Thanks Gopinath, it was pure and blissful up there…
Total blue skies and wonderful photos.
The taxi driver was in local dress ? I have always seen them in western dress. And you buttered him well !!
Most folks wear the national dress while performing their job. During my trips to Bhutan the drivers wore the national dress.
Beautiful photo of the Himalaya vista from Dochu La! How lucky you were. I’ve been twice and saw fog instead of the glorious Himalaya range.
Welcome to my blog Fefie and thanks for the comment. Like you said, most people were national dresses, I found this very interesting. Oh I’d been to Dochu La twice too and both times I was lucky!
Thanks Cuckoo. Yeah the driver was in the Bhutanese national dress called Gho (घो) for men and Kira (किरा) for women. It is mandatory for everyone to wear the traditional dress, so most people you’ll see will be dressed pretty much like this.

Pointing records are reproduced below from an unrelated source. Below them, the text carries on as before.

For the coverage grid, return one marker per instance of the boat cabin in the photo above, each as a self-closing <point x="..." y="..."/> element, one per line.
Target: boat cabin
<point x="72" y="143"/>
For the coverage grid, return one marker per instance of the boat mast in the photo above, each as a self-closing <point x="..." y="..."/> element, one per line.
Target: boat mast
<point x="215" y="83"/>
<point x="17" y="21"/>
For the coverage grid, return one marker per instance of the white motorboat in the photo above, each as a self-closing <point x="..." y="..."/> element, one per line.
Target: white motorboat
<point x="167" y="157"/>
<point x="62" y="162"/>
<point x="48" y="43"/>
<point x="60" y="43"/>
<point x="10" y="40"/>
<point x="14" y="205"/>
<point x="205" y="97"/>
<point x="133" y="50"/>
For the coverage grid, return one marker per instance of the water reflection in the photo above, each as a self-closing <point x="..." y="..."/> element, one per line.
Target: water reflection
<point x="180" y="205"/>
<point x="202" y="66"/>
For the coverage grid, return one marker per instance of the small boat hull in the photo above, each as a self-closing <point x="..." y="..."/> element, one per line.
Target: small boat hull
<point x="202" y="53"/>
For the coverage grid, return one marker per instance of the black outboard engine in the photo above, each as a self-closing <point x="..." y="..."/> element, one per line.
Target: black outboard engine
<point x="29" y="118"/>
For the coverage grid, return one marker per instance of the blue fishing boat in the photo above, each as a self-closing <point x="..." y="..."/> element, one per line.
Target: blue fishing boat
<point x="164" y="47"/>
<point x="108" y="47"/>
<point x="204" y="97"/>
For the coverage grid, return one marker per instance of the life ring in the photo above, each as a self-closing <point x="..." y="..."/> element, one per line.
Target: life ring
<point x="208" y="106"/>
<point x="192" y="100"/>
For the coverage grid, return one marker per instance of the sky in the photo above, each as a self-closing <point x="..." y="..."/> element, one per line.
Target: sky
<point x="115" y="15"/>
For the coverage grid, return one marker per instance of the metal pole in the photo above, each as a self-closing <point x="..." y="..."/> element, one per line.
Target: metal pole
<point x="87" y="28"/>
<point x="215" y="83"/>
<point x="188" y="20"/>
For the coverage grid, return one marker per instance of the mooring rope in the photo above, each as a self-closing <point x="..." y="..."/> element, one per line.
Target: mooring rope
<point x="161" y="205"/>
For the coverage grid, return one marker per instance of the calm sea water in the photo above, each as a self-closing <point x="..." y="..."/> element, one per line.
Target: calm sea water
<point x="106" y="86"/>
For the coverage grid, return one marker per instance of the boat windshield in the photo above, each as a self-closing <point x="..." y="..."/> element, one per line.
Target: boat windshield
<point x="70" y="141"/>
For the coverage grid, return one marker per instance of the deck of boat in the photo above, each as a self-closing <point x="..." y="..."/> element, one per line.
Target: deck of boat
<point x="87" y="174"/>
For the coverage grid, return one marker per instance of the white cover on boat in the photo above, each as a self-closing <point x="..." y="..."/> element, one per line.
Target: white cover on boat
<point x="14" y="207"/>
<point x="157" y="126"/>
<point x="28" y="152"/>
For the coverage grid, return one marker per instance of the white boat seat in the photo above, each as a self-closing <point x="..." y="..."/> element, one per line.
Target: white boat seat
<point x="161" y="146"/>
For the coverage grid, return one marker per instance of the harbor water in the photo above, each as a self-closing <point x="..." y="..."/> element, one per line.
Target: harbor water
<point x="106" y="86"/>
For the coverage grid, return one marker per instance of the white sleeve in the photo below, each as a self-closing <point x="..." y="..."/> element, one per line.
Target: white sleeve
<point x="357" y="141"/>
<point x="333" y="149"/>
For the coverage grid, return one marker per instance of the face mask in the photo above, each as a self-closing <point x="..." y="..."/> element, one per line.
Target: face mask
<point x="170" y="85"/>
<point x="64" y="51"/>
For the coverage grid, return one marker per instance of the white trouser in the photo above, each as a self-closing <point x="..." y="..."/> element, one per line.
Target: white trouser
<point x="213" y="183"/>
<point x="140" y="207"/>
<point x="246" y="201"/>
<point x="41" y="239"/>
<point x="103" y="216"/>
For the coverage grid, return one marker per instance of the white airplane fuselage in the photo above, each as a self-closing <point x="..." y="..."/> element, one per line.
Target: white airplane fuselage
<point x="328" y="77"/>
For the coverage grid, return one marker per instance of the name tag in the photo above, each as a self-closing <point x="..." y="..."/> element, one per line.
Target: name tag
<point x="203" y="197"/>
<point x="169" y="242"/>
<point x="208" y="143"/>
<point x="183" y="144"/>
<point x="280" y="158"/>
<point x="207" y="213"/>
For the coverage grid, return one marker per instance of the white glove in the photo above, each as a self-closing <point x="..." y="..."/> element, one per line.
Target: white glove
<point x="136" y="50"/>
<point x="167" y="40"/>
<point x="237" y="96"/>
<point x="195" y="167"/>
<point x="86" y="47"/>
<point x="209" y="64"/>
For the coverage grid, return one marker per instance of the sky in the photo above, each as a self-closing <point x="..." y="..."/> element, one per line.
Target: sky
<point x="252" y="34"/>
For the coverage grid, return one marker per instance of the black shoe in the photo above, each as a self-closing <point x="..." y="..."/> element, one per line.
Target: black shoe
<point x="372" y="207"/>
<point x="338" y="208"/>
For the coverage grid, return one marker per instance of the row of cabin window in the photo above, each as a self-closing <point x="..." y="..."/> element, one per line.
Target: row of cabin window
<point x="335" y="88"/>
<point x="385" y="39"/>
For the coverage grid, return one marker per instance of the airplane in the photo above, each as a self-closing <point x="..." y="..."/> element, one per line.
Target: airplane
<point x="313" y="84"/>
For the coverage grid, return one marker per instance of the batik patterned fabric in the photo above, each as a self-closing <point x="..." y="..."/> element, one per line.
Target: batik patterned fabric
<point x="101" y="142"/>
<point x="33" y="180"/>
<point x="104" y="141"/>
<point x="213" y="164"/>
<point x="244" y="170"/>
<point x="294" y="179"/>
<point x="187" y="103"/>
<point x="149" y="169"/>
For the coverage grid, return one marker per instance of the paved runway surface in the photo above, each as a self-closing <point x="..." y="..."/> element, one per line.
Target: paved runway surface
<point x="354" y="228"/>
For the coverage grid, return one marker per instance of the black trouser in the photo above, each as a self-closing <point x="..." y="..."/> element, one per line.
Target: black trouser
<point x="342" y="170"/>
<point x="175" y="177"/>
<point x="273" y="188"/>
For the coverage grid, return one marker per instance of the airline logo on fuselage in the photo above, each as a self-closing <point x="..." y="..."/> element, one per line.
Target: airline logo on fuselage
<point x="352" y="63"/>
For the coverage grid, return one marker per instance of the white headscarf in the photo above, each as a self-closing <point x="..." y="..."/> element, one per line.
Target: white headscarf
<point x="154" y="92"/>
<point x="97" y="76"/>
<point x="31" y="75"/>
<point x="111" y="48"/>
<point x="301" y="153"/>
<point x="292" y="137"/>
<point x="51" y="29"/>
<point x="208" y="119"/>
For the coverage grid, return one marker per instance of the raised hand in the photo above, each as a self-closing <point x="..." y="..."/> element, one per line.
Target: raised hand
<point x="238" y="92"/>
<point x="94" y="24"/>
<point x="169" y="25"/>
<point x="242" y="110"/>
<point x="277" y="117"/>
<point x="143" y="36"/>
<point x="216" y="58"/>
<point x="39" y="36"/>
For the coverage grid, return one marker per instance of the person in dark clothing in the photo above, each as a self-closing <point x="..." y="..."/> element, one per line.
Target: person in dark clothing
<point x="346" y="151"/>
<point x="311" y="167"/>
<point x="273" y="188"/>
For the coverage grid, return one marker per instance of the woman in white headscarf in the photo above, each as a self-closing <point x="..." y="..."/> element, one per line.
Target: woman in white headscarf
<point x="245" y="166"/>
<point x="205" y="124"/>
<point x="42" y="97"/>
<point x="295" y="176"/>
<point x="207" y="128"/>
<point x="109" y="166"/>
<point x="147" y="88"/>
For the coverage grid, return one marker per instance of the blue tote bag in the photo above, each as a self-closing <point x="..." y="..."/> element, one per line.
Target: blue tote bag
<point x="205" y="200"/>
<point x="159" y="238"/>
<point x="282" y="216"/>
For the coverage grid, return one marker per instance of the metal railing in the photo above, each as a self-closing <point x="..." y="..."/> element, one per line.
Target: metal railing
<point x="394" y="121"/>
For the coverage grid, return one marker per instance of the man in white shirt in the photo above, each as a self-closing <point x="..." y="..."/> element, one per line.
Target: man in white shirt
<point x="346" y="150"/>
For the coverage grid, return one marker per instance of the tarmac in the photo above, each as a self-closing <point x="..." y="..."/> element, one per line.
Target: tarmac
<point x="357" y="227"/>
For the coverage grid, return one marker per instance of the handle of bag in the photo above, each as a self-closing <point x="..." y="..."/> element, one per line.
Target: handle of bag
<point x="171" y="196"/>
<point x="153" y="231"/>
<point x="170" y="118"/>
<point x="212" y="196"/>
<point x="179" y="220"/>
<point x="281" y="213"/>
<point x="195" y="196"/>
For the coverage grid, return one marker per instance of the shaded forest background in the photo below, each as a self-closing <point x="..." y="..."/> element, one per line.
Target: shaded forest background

Ive often seen that the countryside and smaller towns are prettier than the rest
Lakshmi, indeed. Or maybe its because we city people only need some change!
Beautiful images again, I have just decided to go to China for the Total Solar Eclipse in July, any suggestions or advice, since you are the traveling guru, I will be going on an 11 day tour.
Bob, WOW CHINA!! I am envious, you’ll have so much fun. I will be asking YOU for advice, I have no research about China yet!
What a stunning destination. And I’m chuckling about your deadligs with the cab driver.
Hi Wendy, I loved Bhutan a lot. I must add that we left a generous (33%) tip at the end, so I hope the guy loves me now.
The mountains are beautiful. Oh! I am missing my Nani’s house in Dalhousie!
Dalhousie?? So unfair! I miss mountains, Toronto is like a carom board.
Bartering for taxis is fun if you are in the mood and it is done in the right spirit. Both are keen for the business – it is the travellers one chance to visit a certain place and the taxi driver will still get more than they get from a local. The view looks well worth the stop.
Hi Mark,
Yes, it is usually fun, I enjoy bargaining for everything, mostly because growing up in India, I knew everything was always up for negotiation.
Thanks for stopping by..!
Divine Madman, eh? I wonder what that is supposed to mean? And how are you with the altitude?
Hi LIW, Divine Madman is one of Bhutan’s most loved saints. But I’ll blog about it tomorrow
Did you have bad experiences?
So far I haven’t had altitude problems ever, and the highest I have been is about 4000m. But I’ve heard it can strike anyone anytime, so touchwood!
[...] The Divine Madman This post is part of Mystic Druk Yul, a series of travelogues narrating my trip to Bhutan. Here are the other posts! Previous post: 108 Chortens at Dochu La [...]
Good to have finally caught up on your blog. Those snow clad Himalayan peaks look dreamy! Wow!